Although the schnauzer and the Scottish terrier have a similar appearance, they are different breeds with different characteristics. There is only one size of Scottish terrier while there are three schnauzer sizes, each recognized as different breeds. Deciding which breed is best for you depends on the size of dog you want, as well as other characteristics including temperament and health considerations.
Comparing breed history and temperament
A member of the American Kennel Club's terrier group, the Scottish dog, or Scottie, is described as confident, independent, spirited, and dignified. Believed to be one of the oldest Scottish dog breeds, the Scottie was bred to hunt vermin such as badgers, rats, and foxes. The breed was accepted into the American Kennel Club registry in 1885.
The standard schnauzer is described as smart, fearless, and spirited and has a very similar temperament to the Scottish terrier. The schnauzer may be a bit easier to train, however, as the Scottie tends to be a bit more stubborn.
The standard schnauzer is the original breed that the giant and miniature schnauzer descended from. They were recognized by the AKC in 1904 and are members of the working group. Bred in Germany, these dogs were used as farm dogs. They were not only expected to hunt vermin but also to guard and herd. The giant schnauzer is also a member of the working group and was bred to help drive cattle. The miniature schnauzer is in the terrier group and was bred to hunt rats.
Scottish terrier vs. schnauzer sizes
The Scottish terrier is a small dog that measures 10 inches tall. The males of the breed weigh 19 to 22 pounds while the females weigh 18 to 21 pounds. The AKC does not recognize dogs smaller than this as a miniature Scottish terrier. Scotties are similar in size to the miniature schnauzer. Miniature schnauzers are 12 to 14 inches tall, slightly taller than the Scottie, and weigh 11 to 20 pounds, which is slightly less than the Scottie.
When comparing the standard schnauzer vs miniature schnauzer and Scottie, the standard is quite a bit larger. Male standard schnauzers are 18.5 to 19.5 inches tall and weigh 35 to 50 pounds. Females are 17.5 to 18.5 inches tall and weigh 30 to 45 pounds.
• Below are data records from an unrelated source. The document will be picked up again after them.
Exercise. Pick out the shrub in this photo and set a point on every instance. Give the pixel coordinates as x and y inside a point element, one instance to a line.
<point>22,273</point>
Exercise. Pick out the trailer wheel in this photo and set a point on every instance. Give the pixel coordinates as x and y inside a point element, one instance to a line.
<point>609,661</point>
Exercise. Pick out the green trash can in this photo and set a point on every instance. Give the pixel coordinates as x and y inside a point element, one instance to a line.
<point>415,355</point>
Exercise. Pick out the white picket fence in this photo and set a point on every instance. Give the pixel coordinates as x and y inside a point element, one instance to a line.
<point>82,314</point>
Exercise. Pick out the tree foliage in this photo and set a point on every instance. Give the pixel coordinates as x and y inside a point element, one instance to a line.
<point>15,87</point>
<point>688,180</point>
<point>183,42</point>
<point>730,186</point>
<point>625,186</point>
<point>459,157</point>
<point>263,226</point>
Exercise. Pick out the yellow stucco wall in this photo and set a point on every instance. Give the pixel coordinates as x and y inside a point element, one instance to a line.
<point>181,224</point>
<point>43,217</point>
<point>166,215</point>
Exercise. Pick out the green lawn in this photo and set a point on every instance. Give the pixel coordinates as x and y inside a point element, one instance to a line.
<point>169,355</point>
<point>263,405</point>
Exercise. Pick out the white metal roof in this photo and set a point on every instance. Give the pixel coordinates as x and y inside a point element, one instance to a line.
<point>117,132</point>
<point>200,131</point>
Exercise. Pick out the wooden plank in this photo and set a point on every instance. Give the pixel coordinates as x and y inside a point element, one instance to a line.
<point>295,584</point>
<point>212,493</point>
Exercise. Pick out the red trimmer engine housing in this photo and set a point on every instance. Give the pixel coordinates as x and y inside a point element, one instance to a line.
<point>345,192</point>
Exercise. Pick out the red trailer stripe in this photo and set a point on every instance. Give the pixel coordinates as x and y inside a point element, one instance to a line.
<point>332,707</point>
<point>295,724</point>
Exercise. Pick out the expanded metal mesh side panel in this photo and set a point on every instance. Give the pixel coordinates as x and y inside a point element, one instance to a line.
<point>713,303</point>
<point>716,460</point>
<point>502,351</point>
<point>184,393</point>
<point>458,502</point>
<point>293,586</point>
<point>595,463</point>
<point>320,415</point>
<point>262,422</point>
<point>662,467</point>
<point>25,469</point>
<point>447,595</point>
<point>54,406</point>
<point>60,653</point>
Giant schnauzers are the largest of this group. Male giant schnauzers grow 25.5 to 27.5 inches tall and weigh 60 to 85 pounds. Females grow 23.5 to 25.5 inches tall and weigh 55 to 75 pounds.
Differences in appearance
The Scottish terrier has a compact, slightly long body with short legs. They also have a recognizable beard, eyebrows, and erect tail and ears. They have a broken coat with a wiry topcoat and a soft undercoat. Acceptable colors include black, wheaten, and brindle. A brindle Scottish terrier may have black, red, or silver markings.
The schnauzer has a similar beard and eyebrows and also features erect ears. They also have an erect tail, but it is usually docked to a length of 1 to 2 inches. The schnauzer's body has more of a square shape and they don't have short legs. They have a thick, wiry coat but only have two recognized colors: black, and pepper and salt. A black schnauzer can resemble an oversized black Scottish terrier.
A wheaten schnauzer is not recognized under the breed standard for standard schnauzers. However, the giant schnauzer comes in additional colors including fawn and black and tan.
Terrier, schnauzer health and longevity
Both breeds have genetic health concerns to consider. When selecting a dog, make sure the breeder has done the recommended health testing. The Scottish terrier should have a patella evaluation and a DNA test for Von Willebrand disease, a deficiency in a protein that is necessary for blood clotting. Scotties have an average life expectancy of about 12 years.
The standard schnauzer has a slightly longer life expectancy of 13 to 16 years. Recommended health tests for the breed include an ophthalmologist exam, hip evaluation, and a DNA test for DCM, or dilated cardiomyopathy.
Both miniature and giant schnauzers have a life expectancy of 12 to 15 years, but each has a few additional health concerns compared to the standard schnauzer and Scottie. Miniature schnauzers should have a cardiac and ophthalmology exam. They are prone to conditions such as cataracts, urinary stones, and pancreatitis. Health tests for giant schnauzers include a thyroid test, hip evaluation, and ophthalmology exam.